FYI.

This story is over 5 years old.

Entertainment

I Looked Into The Void And Saw Marina Abramovic

An illustrated journey inside 'Generator,' Marina Abramovic's new exhibition at Sean Kelly Gallery.

Illustrations by Sara Rabin

I do not believe in performance art, I repeat to myself, patting the soft blindfolds over my eyes and adjusting my noise-cancelling headphones. With one hand in mine and an arm around on my shoulder, my guide slowly walks me into the middle of an undetermined space. I’ve forgotten her face, but remember her words: “You will be entering a place that is simultaneously slow motion and quiet.” Her hands hover around me for a moment—and then she’s gone. I am alone in the dark and silence of Marina Abramovic’s Generator with 67 other people.

Advertisement

For her first solo exhibition in New York since 2010, Abramovic uses emptiness as her medium, subsisting on the energy of pure individual experiences without the help of props, or visuals. “It took me twenty five years to have the courage, the concentration and the knowledge to come to this, the idea that there would be art without any objects, solely an exchange between performer and public,” she says in a quote plastered on the wall near where people are discarding their bags, jackets, digital devices, and putting on their headphones and blindfolds to enter her gallery of nothing.

“Part of the experience is waiting,” says a girl in front of me to her group of shiny friends. “I heard Marina won’t let anyone cut.” It’s the opening night, and already the line is coiling out the door of the gallery and spilling onto the block. The people around me burrow into their phones, the bluish light casting alien auras on their faces. The irony is palpable: our technologies splinter time so that we are neither here nor there. When was the last time any of us were completely immersed in the full present? I can’t remember a moment when I was.

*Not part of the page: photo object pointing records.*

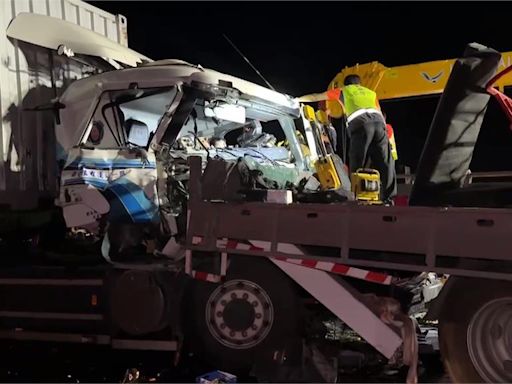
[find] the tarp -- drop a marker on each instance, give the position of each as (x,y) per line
(50,32)
(454,130)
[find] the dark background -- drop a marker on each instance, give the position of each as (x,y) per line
(300,46)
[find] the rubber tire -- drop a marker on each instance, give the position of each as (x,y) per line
(465,297)
(285,331)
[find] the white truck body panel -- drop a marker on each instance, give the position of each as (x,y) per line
(27,143)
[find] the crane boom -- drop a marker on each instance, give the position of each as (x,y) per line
(428,78)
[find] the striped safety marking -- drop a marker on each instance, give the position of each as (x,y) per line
(256,245)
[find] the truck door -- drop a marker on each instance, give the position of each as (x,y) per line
(111,173)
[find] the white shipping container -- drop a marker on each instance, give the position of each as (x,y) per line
(32,76)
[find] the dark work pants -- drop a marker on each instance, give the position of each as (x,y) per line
(368,139)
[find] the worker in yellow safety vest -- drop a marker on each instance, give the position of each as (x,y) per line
(366,130)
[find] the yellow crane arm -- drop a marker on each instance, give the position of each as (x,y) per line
(427,78)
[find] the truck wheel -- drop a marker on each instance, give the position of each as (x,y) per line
(475,330)
(253,316)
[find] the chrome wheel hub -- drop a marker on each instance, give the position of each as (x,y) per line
(239,314)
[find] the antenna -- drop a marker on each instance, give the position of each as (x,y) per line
(248,62)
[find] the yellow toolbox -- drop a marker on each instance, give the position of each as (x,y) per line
(325,167)
(366,185)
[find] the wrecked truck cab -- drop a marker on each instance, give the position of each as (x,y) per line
(125,138)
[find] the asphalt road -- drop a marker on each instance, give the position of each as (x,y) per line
(33,362)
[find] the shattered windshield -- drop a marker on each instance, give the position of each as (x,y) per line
(268,139)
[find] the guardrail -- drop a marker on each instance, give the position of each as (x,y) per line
(408,178)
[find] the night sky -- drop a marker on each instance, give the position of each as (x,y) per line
(300,46)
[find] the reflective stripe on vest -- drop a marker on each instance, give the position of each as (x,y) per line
(357,97)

I plunge forward into the blackness and my lips brush against a sweater, the touch coursing through my body like a taser shockwave. Stunned, I jerk backwards and stumble for an unoccupied place in the emptiness. I catch a whiff of perfume like flowers sauteed in butter as I advance. I shuffle to my left and run into a warm entity encased in denim and again, a rush of adrenaline. The noise-cancelling headphones do not block out the chatter from the people waiting in the gallery, and this cloud of rhythmic gibberish consumes me.

Advertisement

I imagine I’m walking on a balance beam in the center of the universe: one misstep and I’ll go crashing through existence. My legs are shaking. I recall the conversation of two tall men in black on the street in front of the gallery: “What if someone touched you and you realized it was Marina?" Asked one. “I would totally die,” his friend responded. They were referring to a cryptic sentence embedded in the press release: The artist will be present. It dawns on me that she could be in the room with me. I stretch out my arms and hands, and picture her standing directly in front of me, without blindfolds and headphones, looking into my mind.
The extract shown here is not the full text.